Робур докурил и плевком затушил окурок.
-Ни себе значит, и ни Бартломину, да?
-Да! Я видел, что невесту теряю, покойницу Авдотью мою Поликарпиевну. Совсем она головой дурная становилась, когда Бартломина в тех штанах видела. Да не только она. Васьки Задрынцева жена, Црэмула, так-таки ушла от него к Бартломину. Правда, он её быстро выгнал, так как Црэмула готовить не умела и она вернулась обратно. Но Васька её, порченную, уже не принял и послал её тремя буквами на все четыре стороны.
-И она ушла?
-Ушла, но недалеко. В Васькином колодце утопилась. Пришлось потом Ваське новый колодец рыть.

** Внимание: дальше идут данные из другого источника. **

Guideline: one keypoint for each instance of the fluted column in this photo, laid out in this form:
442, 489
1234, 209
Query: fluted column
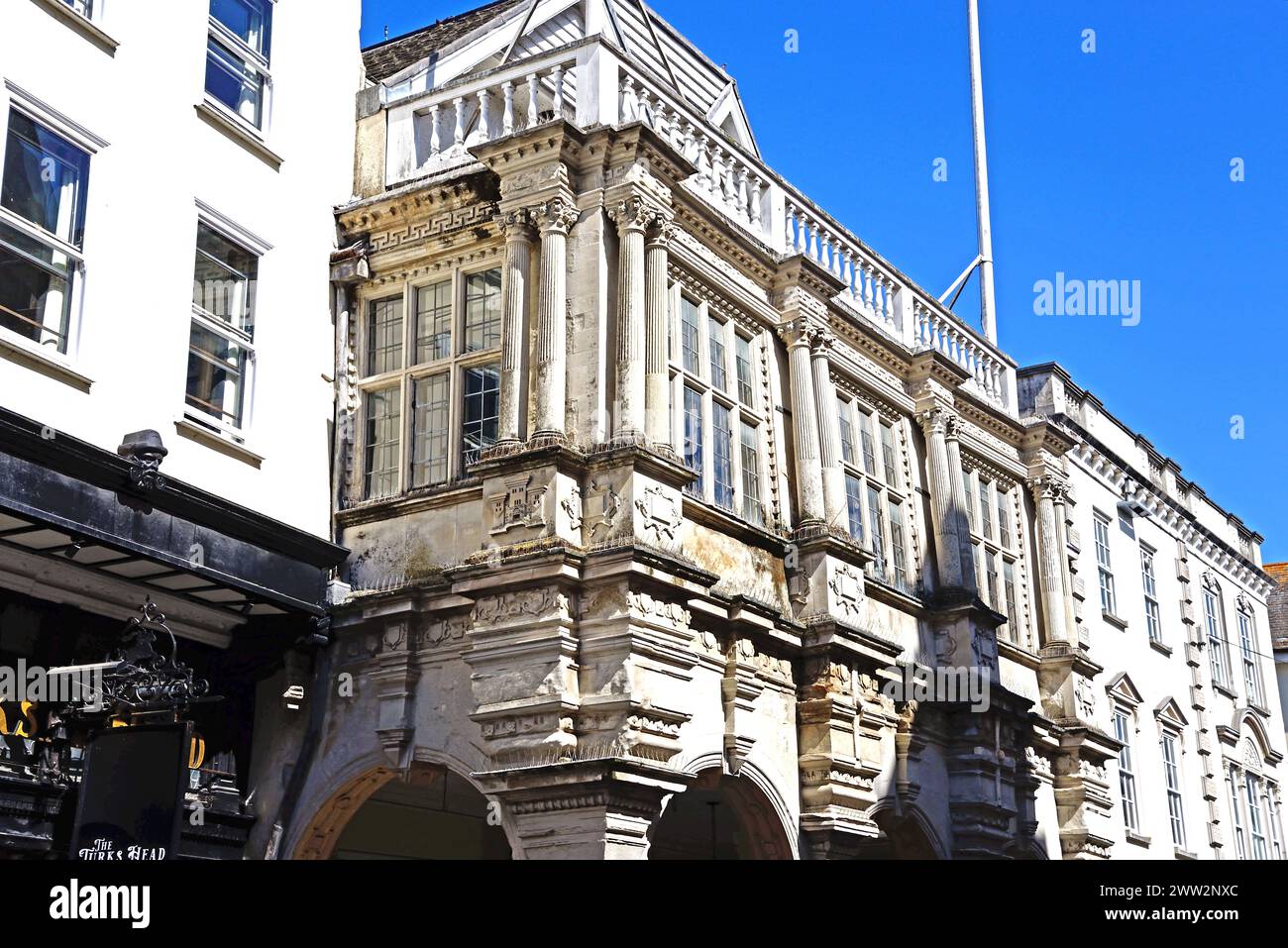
1050, 576
809, 469
631, 218
1061, 533
657, 377
961, 502
943, 511
554, 218
829, 432
514, 305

-Ну, дела! А Бартломин понял, кто его штаны увел?
-Да нет, не понял. Три дня по деревне с двустволкой бегал, искал свои штаны. А потом…
-Что потом?
-Потом застрелился. Но не насмерть. Ухо себе поцарапал. После этого все его Ван-Гогой звали, пока он от позора не сбежал отсюда.
-Ван-Гогой?
-Да, Ван-Гогой. Это художник говорят был такой, ненормальны. Все уши себе резал, как напивался. Слышал про такого?
-Да, кое-что слышал про его уши. Хотя как художник, он никакой, видел я пару открыток с его мазней. Мдааа…грех на тебе Аркадий. Не видать путевки в рай.

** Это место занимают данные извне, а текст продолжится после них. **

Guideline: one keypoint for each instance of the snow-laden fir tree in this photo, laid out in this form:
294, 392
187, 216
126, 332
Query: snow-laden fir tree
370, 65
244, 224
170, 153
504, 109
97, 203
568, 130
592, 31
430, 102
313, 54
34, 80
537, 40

Старик на лавке забился мелкой дрожью.
-А мне в рай и не надо. Я хочу туда, где потеплее. Всю жизнь я мерз, всю жизнь прожил в холоде, никогда в моем доме достаточное количество тепла не находилось, что б обогреться. Спали мы вповалку человек десять, прижавшись друг к дружку, чтоб хоть как-то не околеть от зусмана, зуб на зуб не попадал, сосульки под носом висели, руки ледяные, ступни и ляжки замерзшие!-старик опять замолчал. Потом совсем тихим голосом продолжил- жена моя, покойница Авдотья, не любила меня. Замуж за меня пошла потому, что больше не за кого было. Да и штанов Бартломинских она мне не простила.
-Она что, знала?
-Да, знала. Один раз на пьяную голову я ей рассказал все. Не смогла она пережить этого. Легла на лавку, три дня пролежала, не ела, не пила, и умерла. Но перед последним вздохом вдруг приподнялась, плюнула в мою сторону и отошла. Вот с тех пор я уже никак согреться не могу
У старика начали слезиться глаза:
-Устал я от холода, Робур, мне тепла хочется, если при жизни не смог я согреться, может после жизни смогу. Так что, не нужен мне рай чудесный. Я туда хочу, где жарко.
Робур встал с табурета и подошел к окну. Долго стоял он спиной к умирающему. Наконец повернулся, подошел к нему, наклонился и заглянул ему в глаза:
-Аркадий!-сказал он-Аркадий Шашкин. Взгляни на меня. Взгляни на меня и постарайся узнать, кто я?
Старик вперился воспаленными глазами в Робура и от ужаса его лицо перекосилось вспять
-Ты …ты не Робур-Он снова раскашлялся, но Робур теперь уже не вытирал его лицо платком-Ты…ты Негоро!
-Какой Негоро?-крикнул Робур, – я не Негоро, я Бартломин Илья Темирканович, сорок лет тому назад ограбленный тобою вольный пахарь. И я пришел за своими штанами.
Он взялся ладонями за тонкую старческую шею и начал её сдавливать.
-И знай, знай, что я не кусал банщика за нос. Я того банщика просто убил, и в землю закопал, и надпись не написал. Теперь все проходят мимо безымянного кургана и не знают, что там лежит банщик Сергей Каретный. Об этом знаю только я. И тебя я тоже там похороню.
Старик захрипел, как дырявый саксофон и на этом предсмертном хрипе я заканчиваю сею беспардонную историю.